As soon as October, this vast swath of Central Kenya will be accessible to rail travelers like never before. In just a little over an hour, Nairobians will be ferried across 120km of track – through three lengthy tunnels and across several impressive bridges before being deposited at the foot of Mount Suswa — a magnificent shield volcano and a touristic destination in its own right.
The journey takes travelers across Nairobi National Park, where a lengthy flyover allows the abundant wildlife to cross the path of the track unimpeded.
The influence of Chinese design principles are strong; while the shiny new stations at Ongata Rongai, Ngong, Mai Mahui and Suswa, each boast a uniquely designed exterior, their insides are highly reminiscent of the polished, businesslike aesthetic that mark train terminals throughout the PRC.
Planners aboard Tuesday’s test-run were proud of what they accomplished and expressed high hopes that the new line would boost the region’s economy by providing convenient links to the coast and the capital while easing the flow of commodities to Kenya’s interior.

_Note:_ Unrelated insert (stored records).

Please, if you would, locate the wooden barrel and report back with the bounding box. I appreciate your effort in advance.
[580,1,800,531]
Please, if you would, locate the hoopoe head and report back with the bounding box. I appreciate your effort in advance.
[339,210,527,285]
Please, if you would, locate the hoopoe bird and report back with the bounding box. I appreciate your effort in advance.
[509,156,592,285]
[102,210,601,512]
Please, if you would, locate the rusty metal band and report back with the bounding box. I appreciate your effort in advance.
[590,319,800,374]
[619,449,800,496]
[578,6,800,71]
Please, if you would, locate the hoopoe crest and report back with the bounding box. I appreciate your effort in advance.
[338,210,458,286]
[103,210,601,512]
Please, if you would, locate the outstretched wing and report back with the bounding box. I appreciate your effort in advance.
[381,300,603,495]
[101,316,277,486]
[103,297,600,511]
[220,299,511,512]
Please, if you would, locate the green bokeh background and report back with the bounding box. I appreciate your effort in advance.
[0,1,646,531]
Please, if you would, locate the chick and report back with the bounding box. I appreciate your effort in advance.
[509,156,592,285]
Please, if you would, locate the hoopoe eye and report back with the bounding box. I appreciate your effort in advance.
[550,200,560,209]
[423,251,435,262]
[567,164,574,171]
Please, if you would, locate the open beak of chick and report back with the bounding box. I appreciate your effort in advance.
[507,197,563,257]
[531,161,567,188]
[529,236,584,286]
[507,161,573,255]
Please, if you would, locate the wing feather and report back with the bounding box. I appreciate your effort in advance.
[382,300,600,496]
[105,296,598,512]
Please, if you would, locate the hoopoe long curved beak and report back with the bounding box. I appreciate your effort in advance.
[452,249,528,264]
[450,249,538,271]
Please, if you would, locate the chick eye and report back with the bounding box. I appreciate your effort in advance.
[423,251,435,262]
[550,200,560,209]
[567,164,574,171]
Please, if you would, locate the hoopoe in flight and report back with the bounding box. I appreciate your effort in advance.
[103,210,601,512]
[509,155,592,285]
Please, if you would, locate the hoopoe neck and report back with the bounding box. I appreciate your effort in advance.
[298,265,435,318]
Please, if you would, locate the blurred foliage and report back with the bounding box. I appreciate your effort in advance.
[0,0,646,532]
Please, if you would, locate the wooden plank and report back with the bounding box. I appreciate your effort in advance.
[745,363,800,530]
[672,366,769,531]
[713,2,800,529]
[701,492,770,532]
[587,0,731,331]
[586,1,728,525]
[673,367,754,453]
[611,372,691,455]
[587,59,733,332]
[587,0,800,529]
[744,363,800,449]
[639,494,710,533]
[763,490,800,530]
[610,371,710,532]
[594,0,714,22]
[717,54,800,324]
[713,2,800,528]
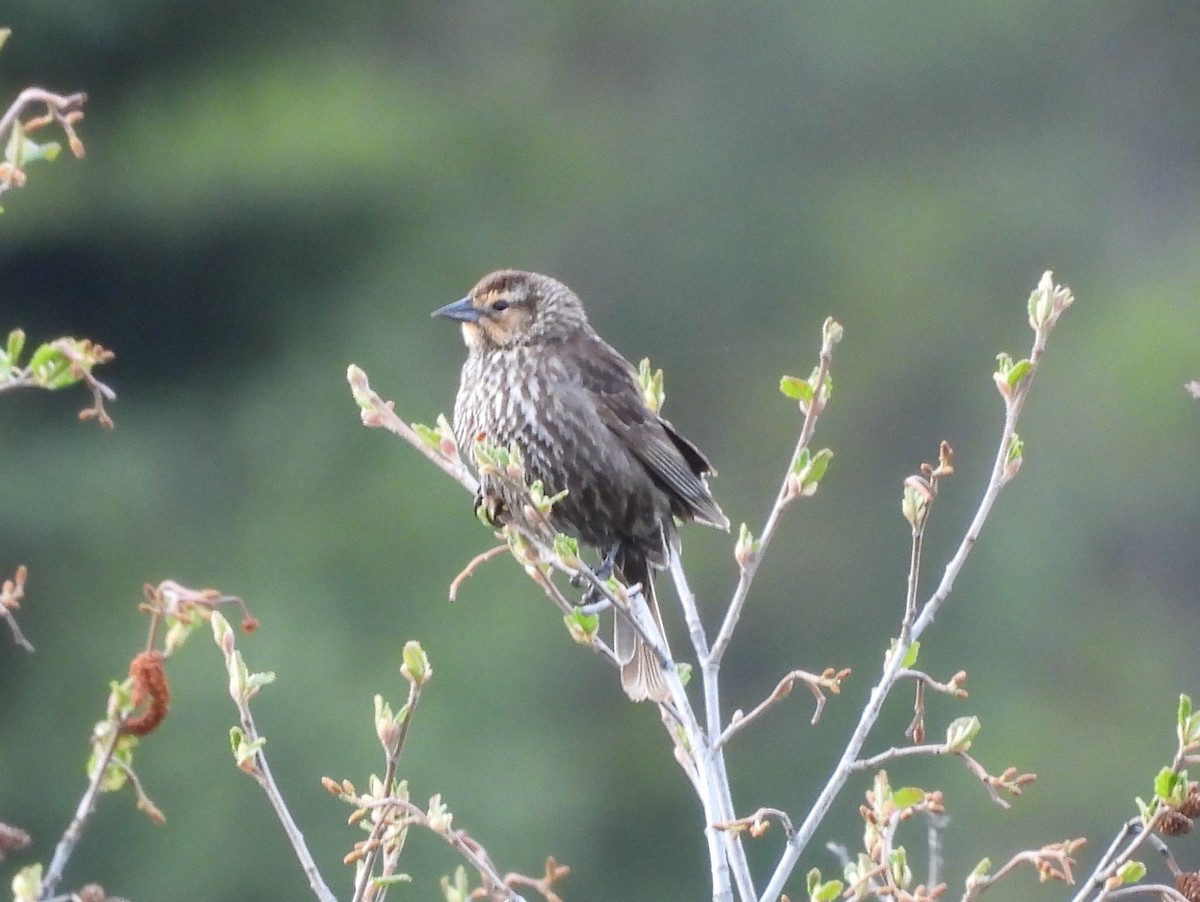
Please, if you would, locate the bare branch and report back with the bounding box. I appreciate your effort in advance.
[448,543,509,601]
[717,667,850,748]
[1,564,33,652]
[715,807,795,841]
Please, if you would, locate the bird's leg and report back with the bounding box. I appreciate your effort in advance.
[594,543,620,581]
[575,543,621,603]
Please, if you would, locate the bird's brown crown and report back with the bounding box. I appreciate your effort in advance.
[461,270,590,350]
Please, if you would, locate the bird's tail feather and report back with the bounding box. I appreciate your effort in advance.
[614,550,672,703]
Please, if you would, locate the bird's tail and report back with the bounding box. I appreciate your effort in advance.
[614,549,672,703]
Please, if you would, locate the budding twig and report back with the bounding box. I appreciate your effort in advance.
[0,564,33,652]
[717,667,850,748]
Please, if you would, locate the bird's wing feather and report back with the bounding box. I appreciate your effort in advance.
[572,336,729,530]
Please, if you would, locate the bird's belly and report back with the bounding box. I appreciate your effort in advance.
[456,379,667,556]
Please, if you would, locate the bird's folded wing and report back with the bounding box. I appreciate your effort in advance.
[575,344,729,531]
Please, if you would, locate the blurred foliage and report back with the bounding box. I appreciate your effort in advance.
[2,3,1199,900]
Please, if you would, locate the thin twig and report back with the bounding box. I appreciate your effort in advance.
[0,601,33,651]
[926,810,949,888]
[348,366,477,494]
[1102,887,1188,901]
[0,88,86,146]
[1,564,34,651]
[850,744,1028,809]
[350,675,423,902]
[961,839,1086,901]
[900,527,923,643]
[239,694,336,901]
[717,668,848,748]
[1072,821,1141,902]
[448,543,508,601]
[214,616,336,902]
[715,807,796,840]
[39,725,122,899]
[711,320,838,665]
[899,667,968,697]
[393,799,528,901]
[1073,808,1174,901]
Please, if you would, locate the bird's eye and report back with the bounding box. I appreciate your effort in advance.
[490,299,510,312]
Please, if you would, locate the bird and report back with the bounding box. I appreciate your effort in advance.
[433,269,728,702]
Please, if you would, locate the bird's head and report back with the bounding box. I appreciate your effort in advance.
[432,270,589,351]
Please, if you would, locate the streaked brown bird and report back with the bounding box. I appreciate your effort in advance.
[433,269,728,702]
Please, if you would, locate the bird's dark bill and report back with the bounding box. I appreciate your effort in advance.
[431,296,483,323]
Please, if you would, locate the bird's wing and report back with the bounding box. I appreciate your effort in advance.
[573,337,729,530]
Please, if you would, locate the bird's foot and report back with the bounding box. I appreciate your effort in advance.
[473,489,509,528]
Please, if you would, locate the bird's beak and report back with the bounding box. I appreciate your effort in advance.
[431,296,483,323]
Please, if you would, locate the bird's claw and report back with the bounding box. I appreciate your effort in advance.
[473,490,509,528]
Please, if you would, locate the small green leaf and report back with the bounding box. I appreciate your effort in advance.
[1135,796,1154,822]
[734,522,759,568]
[529,480,568,513]
[822,317,844,346]
[967,858,992,880]
[1006,358,1034,389]
[945,715,981,752]
[11,863,43,902]
[887,846,911,887]
[1154,767,1174,800]
[812,879,843,902]
[1114,860,1146,884]
[553,533,581,569]
[6,118,25,166]
[412,421,441,451]
[1154,767,1187,803]
[27,342,75,389]
[401,640,431,686]
[902,640,920,669]
[229,726,267,767]
[440,865,472,902]
[806,868,821,895]
[892,787,926,809]
[888,638,920,669]
[780,375,813,402]
[4,328,25,368]
[20,137,61,165]
[1179,694,1200,745]
[374,874,413,886]
[245,670,276,693]
[638,358,666,413]
[426,793,453,832]
[676,662,692,686]
[563,608,600,644]
[796,447,833,495]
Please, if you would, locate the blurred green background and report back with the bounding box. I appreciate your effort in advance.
[2,3,1198,900]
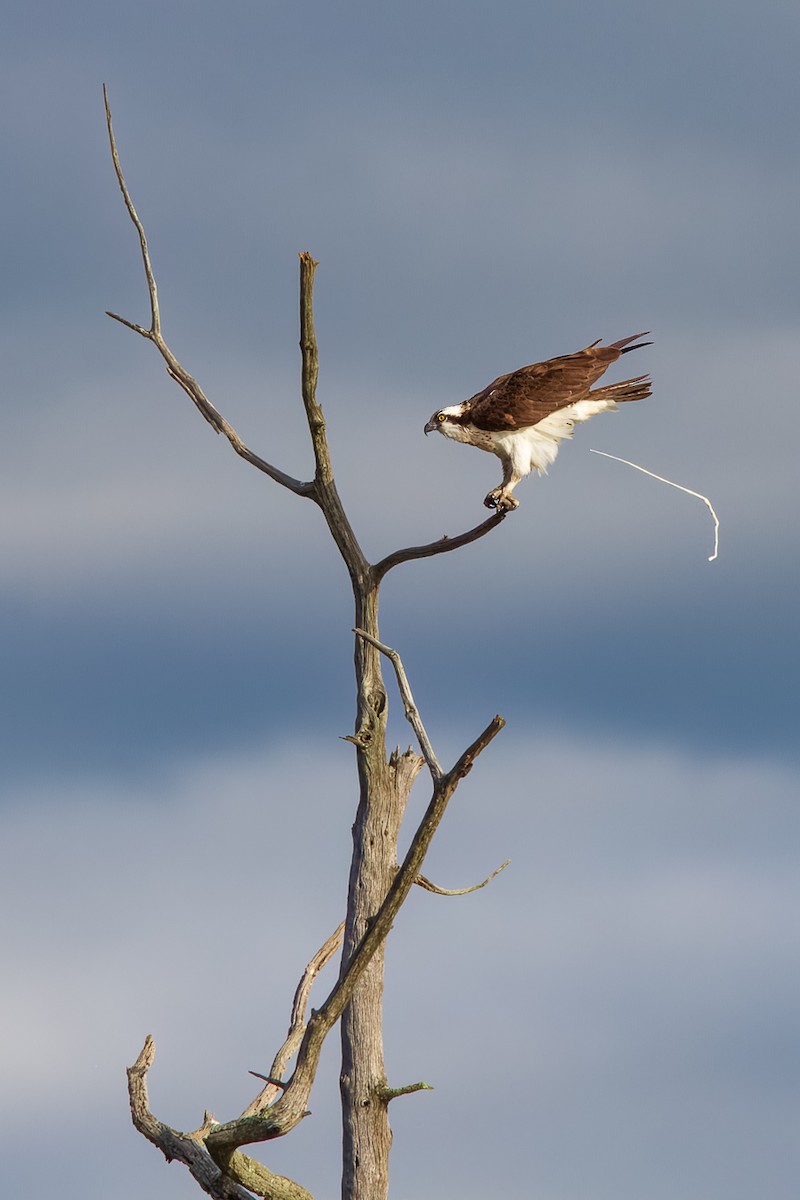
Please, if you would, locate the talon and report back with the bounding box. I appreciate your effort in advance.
[484,489,519,512]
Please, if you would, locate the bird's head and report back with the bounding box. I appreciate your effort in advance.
[424,405,464,436]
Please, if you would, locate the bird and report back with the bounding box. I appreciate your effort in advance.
[424,333,652,512]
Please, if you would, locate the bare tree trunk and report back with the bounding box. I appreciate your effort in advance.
[340,586,396,1200]
[342,586,389,1198]
[104,86,507,1200]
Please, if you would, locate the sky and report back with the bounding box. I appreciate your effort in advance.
[1,2,798,1197]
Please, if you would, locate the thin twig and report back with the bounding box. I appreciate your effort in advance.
[102,85,314,499]
[415,858,510,896]
[590,449,720,561]
[248,1074,288,1091]
[372,512,506,581]
[377,1081,433,1102]
[353,629,442,780]
[103,84,161,337]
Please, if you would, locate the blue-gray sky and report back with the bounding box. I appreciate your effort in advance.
[1,3,798,1198]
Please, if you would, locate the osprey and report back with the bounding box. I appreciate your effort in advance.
[424,333,652,511]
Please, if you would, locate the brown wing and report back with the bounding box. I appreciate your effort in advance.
[467,335,649,432]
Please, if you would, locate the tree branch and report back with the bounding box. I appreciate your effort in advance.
[242,922,345,1117]
[127,1036,258,1200]
[353,629,442,780]
[372,512,507,582]
[298,253,328,485]
[415,858,510,895]
[103,85,314,499]
[204,713,504,1156]
[103,84,161,338]
[127,924,345,1194]
[376,1081,433,1102]
[295,254,370,586]
[209,1148,316,1200]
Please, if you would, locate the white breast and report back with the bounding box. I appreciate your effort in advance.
[485,396,619,475]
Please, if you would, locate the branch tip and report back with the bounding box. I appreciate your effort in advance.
[103,85,161,338]
[447,714,505,783]
[106,310,152,337]
[130,1033,156,1074]
[249,1071,288,1091]
[416,858,511,896]
[378,1081,434,1103]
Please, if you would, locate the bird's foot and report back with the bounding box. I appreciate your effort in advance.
[484,488,519,512]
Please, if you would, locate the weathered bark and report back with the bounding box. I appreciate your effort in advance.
[340,584,394,1200]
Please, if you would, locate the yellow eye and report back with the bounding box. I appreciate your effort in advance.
[437,412,446,422]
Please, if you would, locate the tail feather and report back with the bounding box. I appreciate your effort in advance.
[609,331,652,354]
[592,375,652,404]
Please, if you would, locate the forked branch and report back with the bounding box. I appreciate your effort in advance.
[355,629,509,891]
[203,711,504,1158]
[127,1037,253,1200]
[104,85,507,576]
[127,713,504,1181]
[103,85,313,499]
[242,922,345,1117]
[127,922,346,1199]
[353,628,442,779]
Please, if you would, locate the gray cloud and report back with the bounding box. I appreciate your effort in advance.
[2,732,798,1198]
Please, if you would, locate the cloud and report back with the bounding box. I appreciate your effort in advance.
[2,729,798,1198]
[4,321,798,782]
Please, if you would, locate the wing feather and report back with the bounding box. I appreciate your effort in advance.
[467,338,649,432]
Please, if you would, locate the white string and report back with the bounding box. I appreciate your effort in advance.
[589,449,719,562]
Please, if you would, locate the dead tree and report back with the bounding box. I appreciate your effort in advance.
[104,88,510,1200]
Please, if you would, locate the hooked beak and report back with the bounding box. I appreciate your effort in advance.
[423,418,437,435]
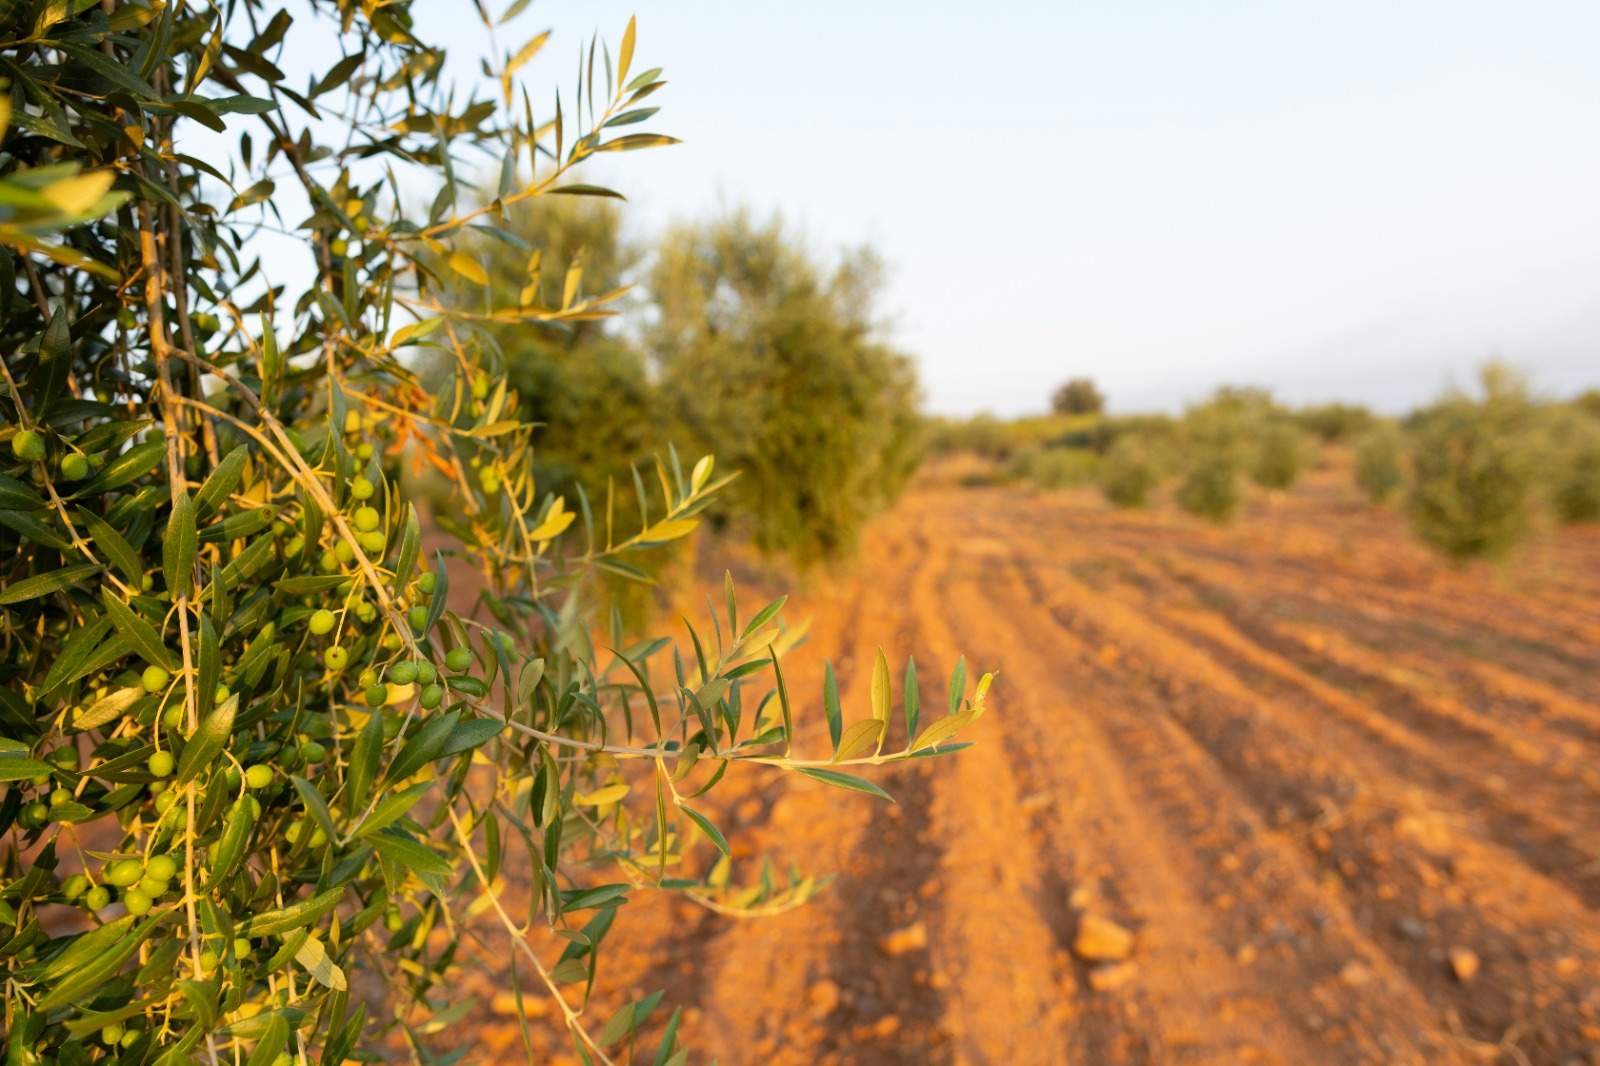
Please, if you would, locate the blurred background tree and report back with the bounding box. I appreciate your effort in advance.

Looking around the largely deserted landscapes that surround the station sites, it could at times be hard to envision who exactly the terminals were aiming to serve. But if past infrastructure projects in the region are anything to go by, there is reason to believe that the time-tested adage will once again hold true: “If we build it, they will come.”
The anticipated opening of the Nairobi-Naivasha line comes as some in the region are beginning to rethink the future of the SGR project.
As uncertainties crop up around the funding of future segments, the governments of Kenya, Uganda and Tanzania have all made plans to revamp their old colonial-era meter-gauge lines as a temporary or even long-term substitute for standard-gauge projects — a fraction of the cost.
But regardless of what the coming years will hold for East Africa’s lofty railway masterplan, the extension of Kenya’s SGR to Naivasha will surely be remembered as yet another step in the region’s steady march towards integration.